Я устало касалась лица кончиками пальцев, потом бессмысленно посмотрела на ладони: они были в сыре.

– Мне кажется, – пробормотала я с полным ртом, – что я должна его забыть…

Малыш усмехнулся:

– Голову не жалко?

–Что?

– Мигеля Мартинеса можно ТОЛЬКО ОБУХОМ из тебя выколотить.

Больше он ничего не добавил, скомкал оберточную бумагу и ушел. Я осталась со смутным ощущением, будто кто-то другой был на его месте – более взрослый, более отчаянный, точнее – отчаявшийся и пострадавший. Маленький Зак на все смотрел сквозь пальцы – и вдруг выдал такой неожиданный разговор, пусть неудобоваримый, но холодно эмоциональный, тональный, можно сказать, серьезный.

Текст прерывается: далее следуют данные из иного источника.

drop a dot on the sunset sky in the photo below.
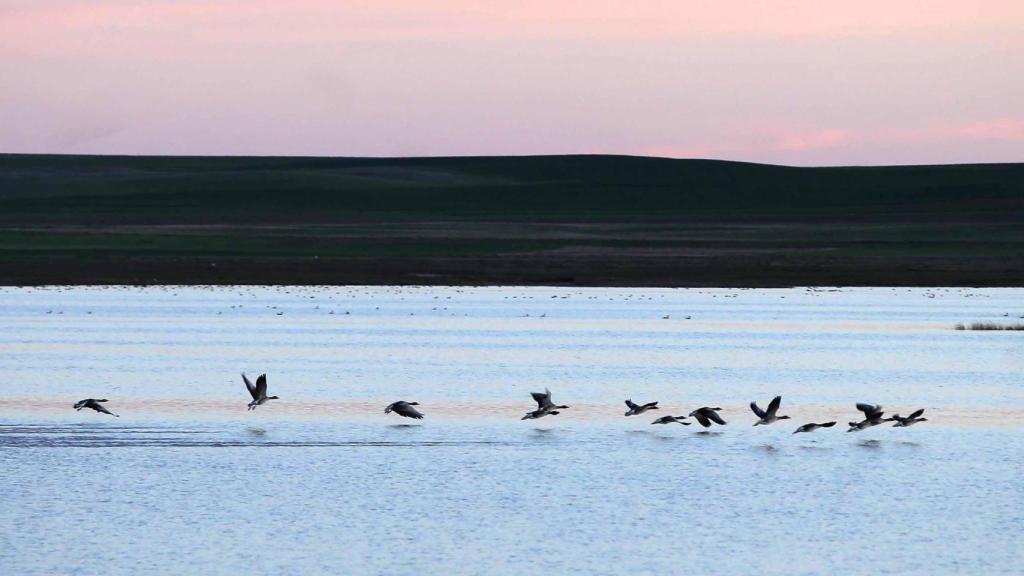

В последних его словах послышалась боль, словно тщательно скрытая тайна – в полутонах. И почему это случилось именно в тот день, когда я узнала Джордана Шелли? А отчего Зак стал мыслить, как Мари? Разве он не противоречил ей всю сознательную жизнь? Так быстро мелькнуло его преображение – или, по крайней мере, озарение – будто призрак являлся, и вот уже прежний Зак прыгает и зубоскалит в коридоре перед вернувшимися девочками.

9. Мне не стало покоя.

За год любви Мигель настолько сроднился со мной и присвоился, что его реальная жизнь утратила для меня всякое значение – и даже присутствие. Я вдруг поймала себя на мысли, что никогда не ждала о нем каких-либо новостей – и просто забыла о самом факте его публичных выступлений, забыла о его победах, забыла за него болеть. Но чего я действительно не ожидала, так это того, что очередной чемпионат состоится в ближайшее время, с недели на неделю. Меня даже испугало такое известие – эта запланированная возможность посмотреть на него. Вот так – вдруг? Сразу – и все? Увидеть его – как нечто грандиозное, попадающее по голове; как смерть?! Что от меня останется? Как я буду отходить от этой призрачности, ведь реальной пользы не прибудет ни на грамм… По принципу – хуже не будет? Но что толку застыть на одном месте, да еще среди толпы, где каждый рад топтать оброненное сердце? Ни в одном зеркале не увидеть своих слез, а только отражать ими свет далеких ламп над его головой – это уже выше меня…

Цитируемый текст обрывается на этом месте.